Author Contributions
Conceptualization, A.W., T.R. and M.G.; Methodology, T.R. and M.G.; Validation, M.G.; Formal analysis, T.R. and M.G.; Investigation, T.R. and M.G.; Resources, A.W.; Writing—original draft, T.R. and M.G.; Writing—review & editing, A.W., T.R. and M.G.; Visualization, T.R. and M.G.; Supervision, A.W. All authors have read and agreed to the published version of the manuscript.
Funding
This research received no external funding.

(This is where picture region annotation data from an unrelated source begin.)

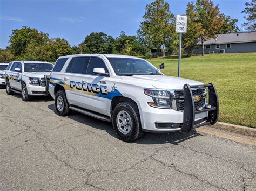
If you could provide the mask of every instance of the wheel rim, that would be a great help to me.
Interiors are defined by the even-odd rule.
[[[57,98],[57,108],[59,111],[62,111],[64,108],[64,102],[62,96],[59,96]]]
[[[126,111],[119,111],[117,116],[117,124],[118,130],[123,134],[128,134],[132,129],[131,118]]]
[[[22,88],[22,97],[23,97],[23,98],[26,98],[26,88],[25,88],[25,87],[23,87],[23,88]]]

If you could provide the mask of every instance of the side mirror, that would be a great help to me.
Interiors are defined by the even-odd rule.
[[[92,72],[95,74],[101,75],[104,76],[107,76],[109,74],[108,72],[105,72],[105,69],[102,68],[94,68]]]
[[[164,63],[162,63],[159,65],[159,68],[160,70],[163,70],[164,68]]]

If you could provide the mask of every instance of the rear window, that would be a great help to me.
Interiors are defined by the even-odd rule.
[[[0,65],[0,70],[6,70],[6,68],[7,68],[7,66],[8,65]]]
[[[75,57],[70,62],[66,72],[85,74],[90,57]]]
[[[106,65],[105,65],[104,62],[102,59],[97,57],[91,57],[91,60],[90,60],[89,65],[88,66],[87,74],[94,75],[93,71],[95,68],[104,68],[105,72],[107,72]]]
[[[53,67],[51,64],[46,63],[25,63],[24,67],[26,72],[51,72]]]
[[[18,65],[19,65],[19,62],[15,62],[13,65],[11,67],[11,71],[14,72],[15,68],[17,68],[18,67]]]
[[[55,63],[55,65],[54,66],[52,72],[60,72],[65,63],[66,63],[66,61],[68,60],[68,58],[58,59]]]

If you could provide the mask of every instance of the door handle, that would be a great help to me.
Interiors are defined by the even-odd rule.
[[[87,82],[88,82],[88,80],[85,80],[85,79],[83,79],[82,81],[82,82],[83,83],[87,83]]]

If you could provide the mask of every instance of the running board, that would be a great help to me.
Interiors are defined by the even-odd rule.
[[[78,108],[73,106],[70,106],[69,109],[72,109],[72,110],[79,112],[83,114],[85,114],[87,116],[97,118],[100,120],[105,121],[106,122],[111,122],[112,120],[110,117],[104,116],[100,114],[97,114],[93,111],[91,111],[87,110],[84,110],[83,109]]]
[[[18,94],[21,94],[21,91],[16,90],[16,89],[11,89],[11,90],[14,91],[14,92],[15,92],[16,93],[18,93]]]

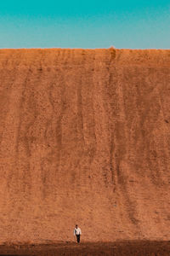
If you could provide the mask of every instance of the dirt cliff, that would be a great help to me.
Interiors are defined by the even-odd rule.
[[[0,50],[0,241],[170,239],[170,50]]]

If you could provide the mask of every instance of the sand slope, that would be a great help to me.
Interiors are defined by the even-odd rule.
[[[170,50],[0,50],[0,241],[170,239]]]

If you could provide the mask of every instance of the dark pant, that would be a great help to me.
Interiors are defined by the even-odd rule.
[[[77,242],[80,242],[80,235],[76,235],[76,241]]]

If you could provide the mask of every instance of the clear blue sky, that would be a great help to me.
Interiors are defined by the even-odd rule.
[[[0,48],[170,49],[170,0],[3,0]]]

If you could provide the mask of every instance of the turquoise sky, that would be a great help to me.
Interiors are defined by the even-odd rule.
[[[1,1],[0,48],[170,49],[170,0]]]

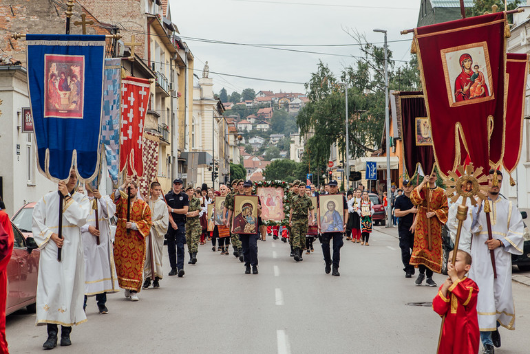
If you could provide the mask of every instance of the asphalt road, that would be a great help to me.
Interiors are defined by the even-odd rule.
[[[436,353],[440,318],[430,304],[407,304],[430,302],[438,288],[405,278],[396,234],[376,227],[368,247],[345,240],[340,277],[324,273],[317,241],[298,263],[288,244],[258,241],[257,275],[244,274],[238,260],[211,244],[200,246],[184,278],[165,276],[160,289],[140,292],[139,302],[123,291],[109,295],[109,312],[99,315],[90,298],[88,322],[74,327],[73,345],[54,353]],[[445,276],[434,278],[441,285]],[[529,351],[530,288],[513,283],[513,293],[517,330],[501,329],[498,353]],[[8,317],[10,353],[42,351],[45,327],[34,322],[25,310]]]

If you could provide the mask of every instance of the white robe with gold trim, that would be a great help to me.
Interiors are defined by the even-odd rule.
[[[59,195],[50,192],[33,209],[33,237],[41,250],[36,287],[36,325],[54,323],[79,324],[87,320],[85,267],[80,228],[87,223],[88,197],[74,192],[63,201],[62,261],[57,261],[57,245],[50,239],[59,233]]]
[[[89,198],[90,214],[87,223],[81,228],[83,254],[85,255],[85,295],[94,296],[104,292],[118,291],[112,243],[110,242],[109,219],[116,212],[116,205],[108,195],[98,200],[99,219],[99,245],[97,238],[89,232],[88,227],[96,227],[94,198]]]
[[[162,278],[162,251],[164,248],[164,235],[167,232],[169,225],[169,212],[167,205],[162,199],[153,201],[149,199],[151,209],[151,219],[152,223],[149,230],[149,237],[145,239],[145,262],[144,263],[144,279],[152,278],[151,272],[151,254],[149,253],[149,240],[153,241],[153,258],[155,266],[155,276],[159,279]],[[154,279],[151,279],[151,280]]]
[[[469,277],[478,285],[477,312],[480,331],[495,331],[496,321],[508,329],[515,329],[516,311],[511,290],[511,254],[522,254],[524,224],[521,214],[511,201],[499,196],[489,201],[493,238],[505,241],[506,247],[494,250],[497,278],[494,278],[483,204],[474,225],[471,243],[473,264]]]

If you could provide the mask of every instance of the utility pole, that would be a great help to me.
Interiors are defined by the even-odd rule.
[[[390,118],[388,112],[388,63],[387,53],[386,30],[375,29],[374,32],[385,34],[385,130],[386,131],[386,194],[387,200],[390,200]],[[386,228],[392,228],[392,210],[387,208]]]

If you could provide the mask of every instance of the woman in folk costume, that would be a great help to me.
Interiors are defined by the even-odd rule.
[[[88,296],[96,296],[98,311],[107,313],[107,294],[118,291],[114,274],[114,258],[111,243],[109,219],[114,215],[116,206],[108,195],[102,196],[97,189],[87,184],[87,193],[90,201],[90,214],[87,223],[81,227],[83,253],[85,254],[85,303]],[[96,223],[96,211],[98,223]]]
[[[410,200],[418,206],[418,212],[412,224],[414,245],[409,264],[419,268],[416,285],[421,285],[427,273],[427,285],[436,287],[432,277],[433,272],[440,273],[442,270],[442,227],[447,222],[449,207],[444,190],[436,186],[434,170],[412,190]]]
[[[375,211],[374,210],[374,203],[370,200],[367,190],[363,192],[363,197],[357,210],[357,214],[361,221],[361,245],[369,246],[368,239],[372,233],[372,215]]]
[[[149,188],[149,205],[151,209],[151,230],[149,237],[146,238],[146,256],[144,264],[143,289],[147,289],[153,281],[153,287],[160,287],[159,281],[162,278],[162,250],[164,248],[164,235],[167,232],[169,225],[169,212],[167,204],[162,195],[162,188],[158,182],[153,182]],[[151,243],[151,246],[149,247]],[[153,261],[151,262],[151,257]],[[151,269],[151,263],[154,269]],[[154,274],[154,278],[153,278]]]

Institutional Review Board Statement
As no identifiable private information or data requiring REB oversight are being used, this study was exempt from further ERB review and approval requirements by the Canadian Ophthalmic Research Review and Ethics Compliance Team (CORRECT).
Informed Consent Statement
Not applicable.
Data Availability Statement
The original contributions presented in this study are included in the article. Further inquiries can be directed to the corresponding author.
Acknowledgments
The authors would like to acknowledge the American Academy of Ophthalmology Basic and Clinical Science Course Self-Assessment Program.
Conflicts of Interest
The authors have no conflicts of interest to disclose and no financial interests in the subject matter or materials presented herein.